ゆうれい読書通信

幻想文学、ミステリ、SFなど

ヘレン・マクロイ 小鬼の市 / マイクル・イネス ハムレット復讐せよ

ヘレン・マクロイ 小鬼の市




 カリブの島国に駐在していたアメリカの新聞記者の死亡後、その業務を引き継いだフィリップ・スターク。前任者の死亡は単なる事故と見なされていたが、そうではなかった。前任者が遺したスクープの手がかりを追い始めた彼は、さらなる事件に巻き込まれていく。

 「暗い鏡の中に」「幽霊の2/3」のほの暗い抑制された雰囲気とは打って変わって、めくるめく色彩の南国を舞台に展開されるサスペンス。ラベンダー色の影、ターコイズラピスラズリの海、うるむような星空、といった舞台背景の美しさは、ちょっと描写が過剰な気もするけど楽しい。日差し照りつける気怠い昼と、人々の秘密を覆い隠す、危険だけれどどこかなまめかしい夜のコントラストが妙に脳に焼きつく。マクロイって計算された緻密なミステリを書く人という印象だけど、イメージ喚起力も強いよなぁと再認識した。詩の引用の仕方も上手い。「暗い鏡の中に」のスウィンバーン「フォスティーヌ」もよかったけど、今回はロセッティの「小鬼の市」。文中で一度引かれるだけだが強い印象を残す。




マイクル・イネス ハムレット復讐せよ



 英国の大貴族ホートン公爵の大邸宅で、名士達による素人劇のハムレットが上演された。そしてその最中にポローニアス役の大法官が殺される。黄金時代の英国ミステリ。
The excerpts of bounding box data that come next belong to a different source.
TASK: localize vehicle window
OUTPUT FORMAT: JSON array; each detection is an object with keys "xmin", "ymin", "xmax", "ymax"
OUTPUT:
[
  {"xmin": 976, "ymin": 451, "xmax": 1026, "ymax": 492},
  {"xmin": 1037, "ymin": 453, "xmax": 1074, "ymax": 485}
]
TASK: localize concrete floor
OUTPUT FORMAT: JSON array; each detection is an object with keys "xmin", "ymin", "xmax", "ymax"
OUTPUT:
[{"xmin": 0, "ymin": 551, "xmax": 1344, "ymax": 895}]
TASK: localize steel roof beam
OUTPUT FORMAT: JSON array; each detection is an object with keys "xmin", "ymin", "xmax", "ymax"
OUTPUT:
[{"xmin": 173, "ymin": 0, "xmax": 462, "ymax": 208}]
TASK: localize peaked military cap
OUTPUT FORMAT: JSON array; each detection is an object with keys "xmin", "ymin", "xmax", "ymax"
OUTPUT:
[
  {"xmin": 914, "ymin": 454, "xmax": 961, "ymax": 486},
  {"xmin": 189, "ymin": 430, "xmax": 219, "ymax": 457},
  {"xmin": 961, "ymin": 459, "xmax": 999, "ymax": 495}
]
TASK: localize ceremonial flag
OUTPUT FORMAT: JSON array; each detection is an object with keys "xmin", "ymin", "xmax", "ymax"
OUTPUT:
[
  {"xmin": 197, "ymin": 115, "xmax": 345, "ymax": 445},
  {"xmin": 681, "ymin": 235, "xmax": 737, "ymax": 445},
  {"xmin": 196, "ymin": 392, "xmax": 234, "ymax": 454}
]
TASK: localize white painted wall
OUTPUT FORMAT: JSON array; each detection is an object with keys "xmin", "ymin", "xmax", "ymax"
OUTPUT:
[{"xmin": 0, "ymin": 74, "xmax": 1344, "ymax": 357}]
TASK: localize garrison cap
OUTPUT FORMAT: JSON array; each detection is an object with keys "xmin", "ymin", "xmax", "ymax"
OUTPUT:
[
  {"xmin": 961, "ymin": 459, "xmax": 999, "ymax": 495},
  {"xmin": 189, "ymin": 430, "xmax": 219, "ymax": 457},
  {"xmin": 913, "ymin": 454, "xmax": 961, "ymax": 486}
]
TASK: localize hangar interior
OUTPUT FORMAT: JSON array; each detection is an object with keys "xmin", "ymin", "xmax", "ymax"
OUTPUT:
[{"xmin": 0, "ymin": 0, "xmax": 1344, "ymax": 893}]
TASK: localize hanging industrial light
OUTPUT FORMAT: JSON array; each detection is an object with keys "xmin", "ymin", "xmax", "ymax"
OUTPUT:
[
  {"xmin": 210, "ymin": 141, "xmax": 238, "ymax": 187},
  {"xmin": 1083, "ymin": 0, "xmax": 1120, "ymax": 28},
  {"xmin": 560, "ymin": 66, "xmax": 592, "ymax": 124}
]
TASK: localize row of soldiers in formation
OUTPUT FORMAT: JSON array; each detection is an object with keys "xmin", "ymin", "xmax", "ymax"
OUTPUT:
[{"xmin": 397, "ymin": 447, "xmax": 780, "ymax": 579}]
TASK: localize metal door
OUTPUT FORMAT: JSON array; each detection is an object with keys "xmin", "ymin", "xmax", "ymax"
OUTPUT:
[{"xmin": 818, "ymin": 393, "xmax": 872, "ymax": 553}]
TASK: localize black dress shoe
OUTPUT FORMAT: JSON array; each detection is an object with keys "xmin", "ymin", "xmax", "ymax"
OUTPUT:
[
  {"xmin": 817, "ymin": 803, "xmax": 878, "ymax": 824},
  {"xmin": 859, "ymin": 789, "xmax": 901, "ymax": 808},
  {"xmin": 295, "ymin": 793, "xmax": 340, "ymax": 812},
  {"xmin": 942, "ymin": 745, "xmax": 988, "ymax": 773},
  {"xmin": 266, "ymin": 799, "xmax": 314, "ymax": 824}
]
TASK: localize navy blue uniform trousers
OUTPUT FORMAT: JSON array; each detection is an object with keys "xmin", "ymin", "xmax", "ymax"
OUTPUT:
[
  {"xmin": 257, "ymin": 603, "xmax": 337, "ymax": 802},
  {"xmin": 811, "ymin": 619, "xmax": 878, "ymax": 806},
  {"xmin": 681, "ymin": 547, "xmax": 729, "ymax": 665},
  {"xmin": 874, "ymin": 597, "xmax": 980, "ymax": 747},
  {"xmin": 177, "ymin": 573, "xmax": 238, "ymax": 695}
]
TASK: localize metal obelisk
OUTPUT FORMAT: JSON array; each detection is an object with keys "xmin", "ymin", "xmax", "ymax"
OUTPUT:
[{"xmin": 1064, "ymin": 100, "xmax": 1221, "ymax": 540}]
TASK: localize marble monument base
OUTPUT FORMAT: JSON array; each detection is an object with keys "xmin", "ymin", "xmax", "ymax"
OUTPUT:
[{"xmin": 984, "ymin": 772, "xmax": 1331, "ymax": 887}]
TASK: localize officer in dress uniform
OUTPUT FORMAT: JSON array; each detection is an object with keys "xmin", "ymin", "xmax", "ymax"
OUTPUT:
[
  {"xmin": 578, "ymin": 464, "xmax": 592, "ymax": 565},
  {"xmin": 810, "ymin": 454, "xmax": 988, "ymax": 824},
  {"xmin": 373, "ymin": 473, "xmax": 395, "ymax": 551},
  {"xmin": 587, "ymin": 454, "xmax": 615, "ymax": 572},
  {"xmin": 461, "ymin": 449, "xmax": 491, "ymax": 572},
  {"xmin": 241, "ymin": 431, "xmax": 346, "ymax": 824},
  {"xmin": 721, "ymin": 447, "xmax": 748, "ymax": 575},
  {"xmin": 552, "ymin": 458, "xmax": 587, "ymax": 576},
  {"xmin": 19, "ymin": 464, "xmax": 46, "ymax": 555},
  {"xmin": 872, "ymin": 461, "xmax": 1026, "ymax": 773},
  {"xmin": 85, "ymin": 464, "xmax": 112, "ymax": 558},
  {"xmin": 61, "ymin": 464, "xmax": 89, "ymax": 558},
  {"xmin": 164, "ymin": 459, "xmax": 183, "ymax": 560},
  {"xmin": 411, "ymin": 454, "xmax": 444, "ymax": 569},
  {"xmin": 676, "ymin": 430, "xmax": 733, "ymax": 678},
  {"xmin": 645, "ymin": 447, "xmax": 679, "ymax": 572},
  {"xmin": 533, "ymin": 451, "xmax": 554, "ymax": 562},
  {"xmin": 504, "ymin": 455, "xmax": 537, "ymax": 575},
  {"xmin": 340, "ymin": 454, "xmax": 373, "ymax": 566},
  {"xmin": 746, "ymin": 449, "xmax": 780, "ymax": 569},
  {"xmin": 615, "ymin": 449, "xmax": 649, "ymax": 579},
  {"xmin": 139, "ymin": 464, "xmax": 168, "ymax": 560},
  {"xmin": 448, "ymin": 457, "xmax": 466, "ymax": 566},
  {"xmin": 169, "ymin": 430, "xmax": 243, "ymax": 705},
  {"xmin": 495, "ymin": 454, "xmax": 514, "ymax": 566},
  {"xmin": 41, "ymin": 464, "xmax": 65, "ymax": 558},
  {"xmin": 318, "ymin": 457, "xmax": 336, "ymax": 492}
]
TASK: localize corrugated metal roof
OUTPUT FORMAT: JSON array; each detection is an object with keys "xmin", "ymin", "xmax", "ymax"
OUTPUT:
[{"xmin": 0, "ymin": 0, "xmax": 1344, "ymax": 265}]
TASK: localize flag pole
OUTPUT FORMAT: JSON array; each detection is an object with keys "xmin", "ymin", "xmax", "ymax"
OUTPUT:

 まずはなんといってもとても心くすぐられる舞台設定が魅力。これぞ英国古典ミステリ。本文自体も長ければ登場人物表も長い作品で、作者が気合入れて書いてるのが伝わってくる。読み通すのは正直ちょっと大変だったけど、その分作品世界にどっぷり浸れると思えばなんとか。
 ストーリー自体は割りとシンプルなので、これだけ長くなるのはやはり登場人物の多さとその紹介(みんなそれなりに出番があるし)や、ハムレット論や犯人像についての登場人物間の議論を盛り込んでるせいかな。その議論も最後の真犯人像の奥行きを出すのに繋がっていくからムダに長いわけではないし。いい意味でスタンダードな一方、細部でもところどころ忘れがたい印象を残す作品だった。第二の被害者のエピソードとか、唯一出演する職業俳優のアドリブ演技の凄味だとか。